La nostra società riconosce che c’è un problema e che bisogna fare qualcosa subito, ma quando davvero si arriva a parlarne sembra tutto molto lontano, inutile e senza importanza e le statistiche lo dimostrano: un italiano su quattro crede che l’atteggiamento e l’abbigliamento di una donna influiscano sulle sue probabilità di essere violentata, tre persone su dieci credono che uno schiaffo alla partner per gelosia o altre motivazioni futili non sia violenza, un italiano su tre crede che forzare la compagna ad avere un rapporto sessuale senza che lei ne abbia voglia non sia una violenza sessuale. C’è davvero bisogno di spiegare perché abbiamo fallito?

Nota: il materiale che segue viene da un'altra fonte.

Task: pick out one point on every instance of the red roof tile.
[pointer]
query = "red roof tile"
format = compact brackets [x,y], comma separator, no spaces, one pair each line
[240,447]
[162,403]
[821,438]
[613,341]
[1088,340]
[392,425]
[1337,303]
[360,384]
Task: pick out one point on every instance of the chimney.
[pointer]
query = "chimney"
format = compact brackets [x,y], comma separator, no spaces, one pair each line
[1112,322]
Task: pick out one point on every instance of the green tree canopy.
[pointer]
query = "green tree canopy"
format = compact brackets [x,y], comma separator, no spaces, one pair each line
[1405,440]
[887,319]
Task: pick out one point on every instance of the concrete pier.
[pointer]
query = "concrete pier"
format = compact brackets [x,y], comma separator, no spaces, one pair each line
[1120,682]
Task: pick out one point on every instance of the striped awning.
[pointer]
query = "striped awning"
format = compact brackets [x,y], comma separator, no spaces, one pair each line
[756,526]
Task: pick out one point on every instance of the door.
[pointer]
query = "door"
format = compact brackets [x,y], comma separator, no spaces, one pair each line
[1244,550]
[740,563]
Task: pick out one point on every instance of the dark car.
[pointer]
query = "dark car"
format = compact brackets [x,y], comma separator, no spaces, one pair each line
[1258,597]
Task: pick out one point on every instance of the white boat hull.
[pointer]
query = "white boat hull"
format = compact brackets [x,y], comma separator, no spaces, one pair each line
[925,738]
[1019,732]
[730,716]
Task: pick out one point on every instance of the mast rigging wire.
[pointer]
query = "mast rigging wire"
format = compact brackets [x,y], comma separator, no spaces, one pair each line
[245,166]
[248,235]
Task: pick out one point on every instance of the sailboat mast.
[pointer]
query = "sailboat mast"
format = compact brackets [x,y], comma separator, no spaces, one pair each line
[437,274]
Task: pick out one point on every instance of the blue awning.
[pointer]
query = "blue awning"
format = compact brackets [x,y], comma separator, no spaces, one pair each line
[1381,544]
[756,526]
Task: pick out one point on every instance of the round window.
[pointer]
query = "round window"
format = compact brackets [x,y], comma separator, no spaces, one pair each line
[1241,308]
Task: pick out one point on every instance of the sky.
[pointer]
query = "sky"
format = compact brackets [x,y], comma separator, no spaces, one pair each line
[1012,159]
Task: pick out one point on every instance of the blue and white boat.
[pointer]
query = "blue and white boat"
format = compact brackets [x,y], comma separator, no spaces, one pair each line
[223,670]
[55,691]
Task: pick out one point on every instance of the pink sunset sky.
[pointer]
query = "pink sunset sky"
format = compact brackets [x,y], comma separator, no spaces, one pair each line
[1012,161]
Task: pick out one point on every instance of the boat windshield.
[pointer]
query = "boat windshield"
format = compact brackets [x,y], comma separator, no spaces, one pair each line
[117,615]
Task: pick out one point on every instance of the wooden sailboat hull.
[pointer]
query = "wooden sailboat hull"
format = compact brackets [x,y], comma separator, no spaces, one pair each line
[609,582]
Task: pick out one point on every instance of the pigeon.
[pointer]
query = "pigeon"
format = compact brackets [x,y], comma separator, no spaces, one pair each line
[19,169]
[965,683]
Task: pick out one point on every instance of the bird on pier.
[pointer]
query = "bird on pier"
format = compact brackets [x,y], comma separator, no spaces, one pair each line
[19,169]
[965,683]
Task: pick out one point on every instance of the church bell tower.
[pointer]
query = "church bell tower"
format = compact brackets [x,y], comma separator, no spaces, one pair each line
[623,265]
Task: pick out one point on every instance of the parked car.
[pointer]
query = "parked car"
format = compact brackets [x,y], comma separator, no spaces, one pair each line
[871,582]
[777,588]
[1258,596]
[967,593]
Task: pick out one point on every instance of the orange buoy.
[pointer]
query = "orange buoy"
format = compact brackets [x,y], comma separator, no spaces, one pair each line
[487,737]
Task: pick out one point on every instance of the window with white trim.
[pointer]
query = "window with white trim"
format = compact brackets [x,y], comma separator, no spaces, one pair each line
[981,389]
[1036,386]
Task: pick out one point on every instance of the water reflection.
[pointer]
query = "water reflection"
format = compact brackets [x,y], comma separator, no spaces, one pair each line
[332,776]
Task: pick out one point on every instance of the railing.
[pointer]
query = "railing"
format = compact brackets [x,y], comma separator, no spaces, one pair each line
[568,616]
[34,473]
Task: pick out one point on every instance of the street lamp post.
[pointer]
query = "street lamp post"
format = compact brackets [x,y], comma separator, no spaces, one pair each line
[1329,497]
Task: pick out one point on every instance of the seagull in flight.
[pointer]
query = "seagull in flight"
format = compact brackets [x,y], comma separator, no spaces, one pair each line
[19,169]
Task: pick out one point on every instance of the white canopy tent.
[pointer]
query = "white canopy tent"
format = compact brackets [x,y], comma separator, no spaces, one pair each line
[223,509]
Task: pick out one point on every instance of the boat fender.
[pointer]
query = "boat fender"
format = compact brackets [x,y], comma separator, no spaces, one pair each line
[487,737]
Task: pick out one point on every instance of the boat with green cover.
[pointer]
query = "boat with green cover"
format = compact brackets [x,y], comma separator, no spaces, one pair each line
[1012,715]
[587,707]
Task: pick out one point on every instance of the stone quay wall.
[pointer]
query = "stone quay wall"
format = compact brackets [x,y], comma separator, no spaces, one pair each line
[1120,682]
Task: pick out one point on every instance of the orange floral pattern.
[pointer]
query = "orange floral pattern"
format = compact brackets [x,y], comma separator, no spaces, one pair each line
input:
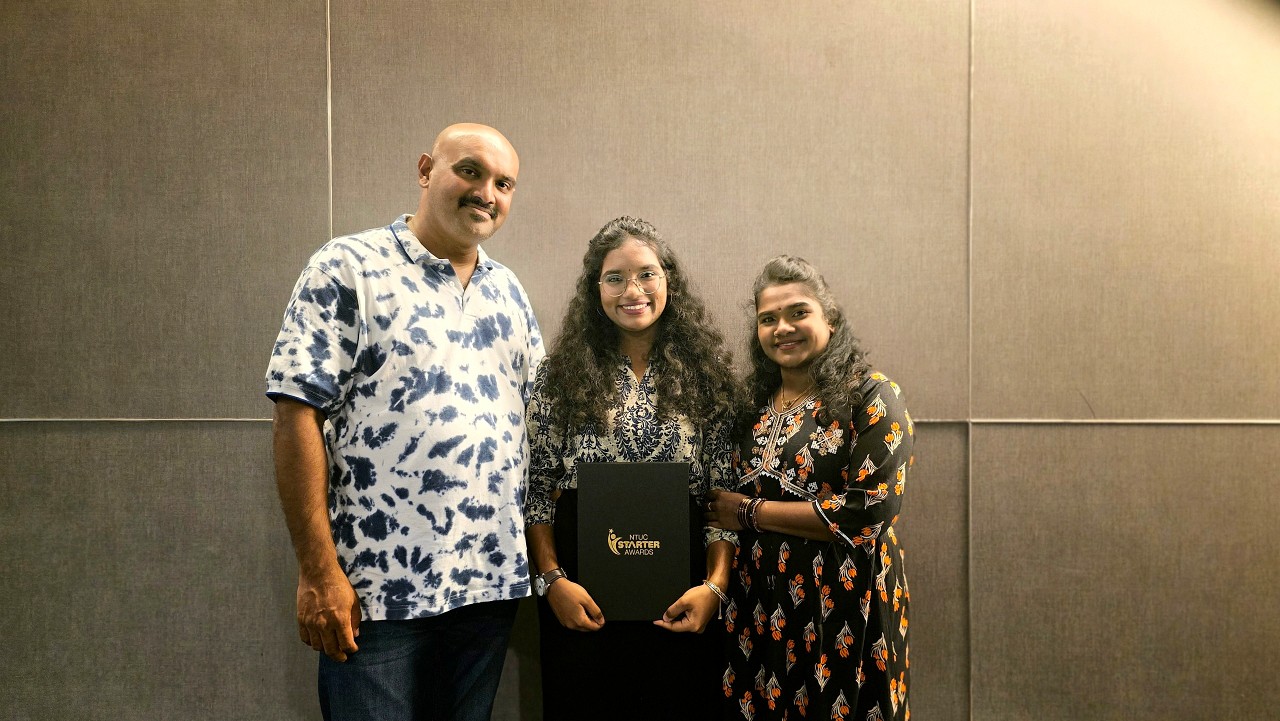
[827,637]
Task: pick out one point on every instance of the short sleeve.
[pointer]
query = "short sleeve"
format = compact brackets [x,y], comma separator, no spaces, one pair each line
[318,345]
[718,464]
[880,459]
[545,453]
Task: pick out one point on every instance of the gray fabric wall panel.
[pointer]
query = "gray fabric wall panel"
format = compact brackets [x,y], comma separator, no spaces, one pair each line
[161,162]
[740,131]
[935,529]
[1125,573]
[1125,224]
[150,575]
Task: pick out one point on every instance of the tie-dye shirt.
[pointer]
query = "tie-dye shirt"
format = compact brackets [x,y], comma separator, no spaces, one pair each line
[424,384]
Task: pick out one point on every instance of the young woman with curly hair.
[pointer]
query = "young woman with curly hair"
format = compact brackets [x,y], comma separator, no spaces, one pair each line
[817,616]
[636,374]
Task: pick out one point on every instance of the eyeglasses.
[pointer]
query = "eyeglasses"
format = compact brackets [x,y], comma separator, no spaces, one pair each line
[616,284]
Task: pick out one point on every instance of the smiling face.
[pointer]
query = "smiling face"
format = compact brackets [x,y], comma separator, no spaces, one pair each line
[790,325]
[467,185]
[634,311]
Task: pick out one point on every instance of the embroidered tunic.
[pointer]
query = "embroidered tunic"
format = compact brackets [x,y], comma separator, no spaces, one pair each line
[627,669]
[632,434]
[818,629]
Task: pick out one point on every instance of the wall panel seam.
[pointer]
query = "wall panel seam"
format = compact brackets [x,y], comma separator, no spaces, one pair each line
[968,423]
[328,99]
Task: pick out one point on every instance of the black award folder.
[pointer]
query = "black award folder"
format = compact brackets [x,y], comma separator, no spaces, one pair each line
[634,537]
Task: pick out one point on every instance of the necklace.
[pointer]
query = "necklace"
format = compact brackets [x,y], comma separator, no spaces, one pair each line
[786,404]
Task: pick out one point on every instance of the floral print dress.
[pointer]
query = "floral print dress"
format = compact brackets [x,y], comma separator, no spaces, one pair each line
[819,629]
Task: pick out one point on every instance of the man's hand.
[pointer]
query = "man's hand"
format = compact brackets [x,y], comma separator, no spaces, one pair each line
[691,611]
[574,606]
[328,614]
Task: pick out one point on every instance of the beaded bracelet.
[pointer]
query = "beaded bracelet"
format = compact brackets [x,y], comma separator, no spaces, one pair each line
[752,511]
[741,512]
[723,598]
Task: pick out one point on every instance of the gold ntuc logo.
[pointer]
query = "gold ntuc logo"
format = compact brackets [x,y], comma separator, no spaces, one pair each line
[635,544]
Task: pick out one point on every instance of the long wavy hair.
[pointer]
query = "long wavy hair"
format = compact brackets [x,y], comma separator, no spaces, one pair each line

Ci rattristiamo, ci indigniamo, vogliamo condannare gli assassini, ma non pensiamo mai a come sia possibile che così tante persone siano tranquillamente riuscite a far sparire più di un centinaio di vite.

Crediamo davvero che quattro uomini su delle poltrone in televisione siano una voce autorevole sul tema della violenza contro le donne? O che Alfonso Signorini in un programma spazzatura abbia abbastanza voce in capitolo per parlare di aborto con una disarmante superficialità? O che la scuola faccia abbastanza? O che se ne parli troppo? O che sia facile vivere in una società del genere, dove se ho i capelli rossi sono brava a offrire prestazioni sessuali, se mi vesto attillata sono una prostituta, dove se mi gridano “bella gnocca” mentre cammino devo sentirmi lusingata, dove uno schiaffo non è nulla e chi mi dovrebbe proteggere sottovaluta le mie denunce, dove la mia stessa nonna, cresciuta in un ambiente ancora più radicalmente patriarcale, non indossa i pantaloni perché sono da uomo e da “donna di strada”, dove Rete 4 manda in onda uno spot in cui Michelle Hunziker dice che se nascondiamo il fatto che subiamo violenze per paura diventiamo complici del nostro carnefice?

Tutto questo è solo la punta di un enorme iceberg: la pressione psicologica, i ricatti, le violenze subdole che rappresentano un problema enorme di cui pochi si preoccupano e che viene ignorato da molti.

La violenza contro le donne può essere psicologica, fisica, economica, sessuale. Può essere definita stalking, catcalling, discriminazione o disparità di genere. Può essere troppe cose.

Le denunce ai centri antiviolenza non sono mai state così tante e questa è una sconfitta. Qualcuno direbbe che è un bene, che finalmente le donne hanno la forza e il coraggio di denunciare. Ma tutto ciò non è altro che una schifosa disfatta. Finché ci sarà anche solo una denuncia sarà vergognoso e non potremo definirci come una civiltà avanzata e basata sull’uguaglianza. Le scuole dovrebbero fare informazione, dovrebbero spronarci a conoscere la nostra società, dovrebbero formarci come persone e non solo su questo argomento, ma su tanti temi che vengono completamente ignorati e su cui dobbiamo crearci una cultura da soli. Si dovrebbe riformare la giustizia e creare leggi efficienti e messe davvero in atto. Si dovrebbero sensibilizzare correttamente le persone: meno programmi che parlano delle stesse cose negli stessi giorni e più varietà di informazioni corrette, ospiti competenti e temi contemporanei utili.

Rendiamoci conto di quello che ci accade intorno, informiamoci, comprendiamo.

Una delle più recenti ferite che ci dimostra per l’ennesima volta che bisogna cambiare riguarda il 21 novembre, quando la ministra per le Pari Opportunità, Elena Bonetti, ha discusso la mozione contro la violenza sulle donne davanti a 8 deputati su 630 che avrebbero potuto essere lì.

Cos’altro serve per dire che c’è un enorme problema sociale?

La Giornata Internazionale Per L’Eliminazione Della Violenza Contro Le Donne è un reminder annuale delle nostre responsabilità, ma sta a noi scegliere se iniziare a cambiare le cose e smontare questa società patriarcale per formarne una paritaria o se ignorare tutto questo e continuare a fare la faccia triste quando parlano di nuovi femminicidi per dimenticarcene un minuto dopo.

Basterebbe solo un briciolo di umanità.